Household debt tops $16 trillion as inflation rises and rates rise
A ‘For Sale’ sign in front of a home in Albany, California, U.S., Tuesday, May 31, 2022. Homebuyers face deteriorating affordability as mortgage rates hover around record highs for over a decade.
Joe Raedle | Bloomberg | Getty Images
Household debt topped $16 trillion in the second quarter for the first time as soaring inflation pushed up housing and auto balances, the New York Federal Reserve reported Tuesday.
Collective U.S. IOUs totaled $16.15 trillion through the end of June, an increase of $312 billion – or 2% – from the previous quarter. Gains on debt were widespread, but particularly concentrated on mortgages and vehicle purchases.
“Americans are borrowing more, but much of the increase in borrowing is attributable to rising prices,” the New York Fed said in a blog post accompanying the release.
Mortgage balances rose 1.9% for the quarter, or $207 billion, to about $11.4 trillion, although the pace of originations slowed. The annual increase marked a 9.1% gain from a year ago as home prices soared during the pandemic.
Credit card balances jumped $46 billion in the three-month period and 13% in the past year, which Fed researchers said was the largest gain in addition 20 years old. Non-housing credit balances rose 2.4% from the first quarter, the biggest increase since 2016.
Student loan debt was little changed at $1.59 trillion.

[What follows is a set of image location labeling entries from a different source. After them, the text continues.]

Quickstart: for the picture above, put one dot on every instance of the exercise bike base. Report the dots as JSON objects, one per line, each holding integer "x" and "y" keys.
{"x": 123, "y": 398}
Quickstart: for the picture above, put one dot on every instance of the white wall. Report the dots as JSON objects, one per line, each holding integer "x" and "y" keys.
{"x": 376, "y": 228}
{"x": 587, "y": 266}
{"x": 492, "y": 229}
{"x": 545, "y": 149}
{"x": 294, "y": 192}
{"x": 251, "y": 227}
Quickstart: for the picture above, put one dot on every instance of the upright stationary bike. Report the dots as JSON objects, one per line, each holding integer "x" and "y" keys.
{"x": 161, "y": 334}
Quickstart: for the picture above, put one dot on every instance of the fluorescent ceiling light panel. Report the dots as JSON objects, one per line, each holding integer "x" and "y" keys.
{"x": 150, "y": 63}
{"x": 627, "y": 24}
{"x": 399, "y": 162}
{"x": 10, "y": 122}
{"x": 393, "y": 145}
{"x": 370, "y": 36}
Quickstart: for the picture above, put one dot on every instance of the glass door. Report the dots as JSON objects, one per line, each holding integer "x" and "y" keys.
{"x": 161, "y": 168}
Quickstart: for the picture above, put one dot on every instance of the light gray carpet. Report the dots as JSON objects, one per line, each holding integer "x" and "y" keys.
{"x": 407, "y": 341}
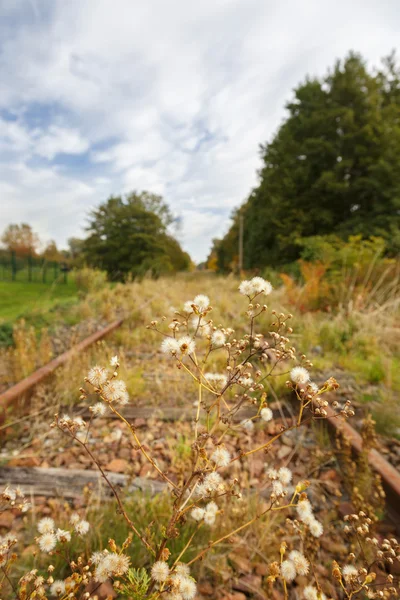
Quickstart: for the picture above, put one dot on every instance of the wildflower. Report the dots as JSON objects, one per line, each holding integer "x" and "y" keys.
{"x": 115, "y": 391}
{"x": 221, "y": 456}
{"x": 299, "y": 375}
{"x": 288, "y": 570}
{"x": 74, "y": 518}
{"x": 170, "y": 346}
{"x": 96, "y": 557}
{"x": 57, "y": 588}
{"x": 349, "y": 572}
{"x": 97, "y": 376}
{"x": 266, "y": 414}
{"x": 245, "y": 381}
{"x": 202, "y": 302}
{"x": 304, "y": 509}
{"x": 160, "y": 571}
{"x": 187, "y": 307}
{"x": 316, "y": 528}
{"x": 47, "y": 542}
{"x": 261, "y": 285}
{"x": 99, "y": 409}
{"x": 79, "y": 423}
{"x": 213, "y": 481}
{"x": 46, "y": 525}
{"x": 82, "y": 527}
{"x": 216, "y": 378}
{"x": 210, "y": 513}
{"x": 248, "y": 425}
{"x": 285, "y": 475}
{"x": 246, "y": 288}
{"x": 198, "y": 513}
{"x": 187, "y": 588}
{"x": 182, "y": 569}
{"x": 277, "y": 487}
{"x": 218, "y": 338}
{"x": 186, "y": 345}
{"x": 300, "y": 562}
{"x": 310, "y": 593}
{"x": 63, "y": 536}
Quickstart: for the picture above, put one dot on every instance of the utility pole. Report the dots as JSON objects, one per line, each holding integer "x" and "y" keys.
{"x": 240, "y": 244}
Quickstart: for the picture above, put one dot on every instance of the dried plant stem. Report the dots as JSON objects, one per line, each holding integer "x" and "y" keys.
{"x": 141, "y": 448}
{"x": 116, "y": 495}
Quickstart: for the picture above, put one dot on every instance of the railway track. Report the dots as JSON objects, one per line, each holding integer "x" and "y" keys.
{"x": 48, "y": 482}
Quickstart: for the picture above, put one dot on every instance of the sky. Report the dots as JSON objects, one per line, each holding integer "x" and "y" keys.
{"x": 101, "y": 97}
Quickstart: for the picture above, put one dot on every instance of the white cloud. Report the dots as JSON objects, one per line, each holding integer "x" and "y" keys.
{"x": 170, "y": 96}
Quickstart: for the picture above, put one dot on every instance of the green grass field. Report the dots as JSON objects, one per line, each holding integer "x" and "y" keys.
{"x": 19, "y": 299}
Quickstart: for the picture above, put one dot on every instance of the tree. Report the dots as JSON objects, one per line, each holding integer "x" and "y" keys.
{"x": 51, "y": 252}
{"x": 21, "y": 239}
{"x": 129, "y": 236}
{"x": 332, "y": 167}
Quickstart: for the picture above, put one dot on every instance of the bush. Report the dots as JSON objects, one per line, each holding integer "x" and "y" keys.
{"x": 90, "y": 280}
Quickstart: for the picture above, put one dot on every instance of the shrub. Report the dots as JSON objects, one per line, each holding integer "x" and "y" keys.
{"x": 90, "y": 280}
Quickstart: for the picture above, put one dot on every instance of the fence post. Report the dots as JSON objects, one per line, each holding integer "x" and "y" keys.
{"x": 30, "y": 267}
{"x": 13, "y": 265}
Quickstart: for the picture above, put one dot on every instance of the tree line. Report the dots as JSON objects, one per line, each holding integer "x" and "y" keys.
{"x": 126, "y": 236}
{"x": 332, "y": 168}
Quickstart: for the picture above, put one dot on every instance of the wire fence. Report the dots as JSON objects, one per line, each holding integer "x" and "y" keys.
{"x": 31, "y": 269}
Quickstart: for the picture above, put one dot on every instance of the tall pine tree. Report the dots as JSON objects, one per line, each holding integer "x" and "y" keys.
{"x": 333, "y": 166}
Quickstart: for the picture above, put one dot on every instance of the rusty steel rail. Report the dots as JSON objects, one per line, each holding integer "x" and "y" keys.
{"x": 389, "y": 474}
{"x": 24, "y": 387}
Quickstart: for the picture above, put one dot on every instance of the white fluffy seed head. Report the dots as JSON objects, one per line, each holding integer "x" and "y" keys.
{"x": 160, "y": 571}
{"x": 299, "y": 375}
{"x": 97, "y": 376}
{"x": 316, "y": 528}
{"x": 115, "y": 391}
{"x": 246, "y": 288}
{"x": 63, "y": 536}
{"x": 187, "y": 307}
{"x": 46, "y": 525}
{"x": 114, "y": 361}
{"x": 221, "y": 456}
{"x": 266, "y": 414}
{"x": 260, "y": 285}
{"x": 170, "y": 346}
{"x": 82, "y": 527}
{"x": 187, "y": 588}
{"x": 218, "y": 338}
{"x": 300, "y": 562}
{"x": 248, "y": 425}
{"x": 304, "y": 510}
{"x": 186, "y": 345}
{"x": 202, "y": 302}
{"x": 349, "y": 572}
{"x": 47, "y": 542}
{"x": 288, "y": 570}
{"x": 310, "y": 593}
{"x": 99, "y": 409}
{"x": 57, "y": 588}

The increase in borrowing is accompanied by inflation at an annual rate of 8.6% in the second quarter, which included a 9.1% increase in June – the largest development since November 1981 – according to the Bureau of Labor Statistics. Housing inflation rose at an annual rate of 5.5% in June and prices for new and used vehicles rose 11.4% and 7.1% respectively.
In response to high levels of inflation, the Fed raised interest rates four times in 2022, the increases totaling 2.25 percentage points. Those moves in turn pushed 30-year mortgage rates to 5.41%, up more than 2 percentage points since the start of the year, according to Freddie Mac.
Despite rising debt and inflation levels and rising interest rates, delinquency rates have remained relatively benign.
“Although debt balances are growing rapidly, households in general have weathered the pandemic remarkably well, thanks in large part to the extensive programs put in place to support them,” the Fed blog says. “Furthermore, household debt is overwhelmingly held by high-score borrowers, even more so now than it has been in the history of our data.”
Until June, some 2.7% of outstanding debt was in arrears, almost 2 percentage points less than in the first quarter of 2020, as the country entered the Covid pandemic.
Fed economists noted that delinquency rates were rising for subprime borrowers at the low end of the credit ladder.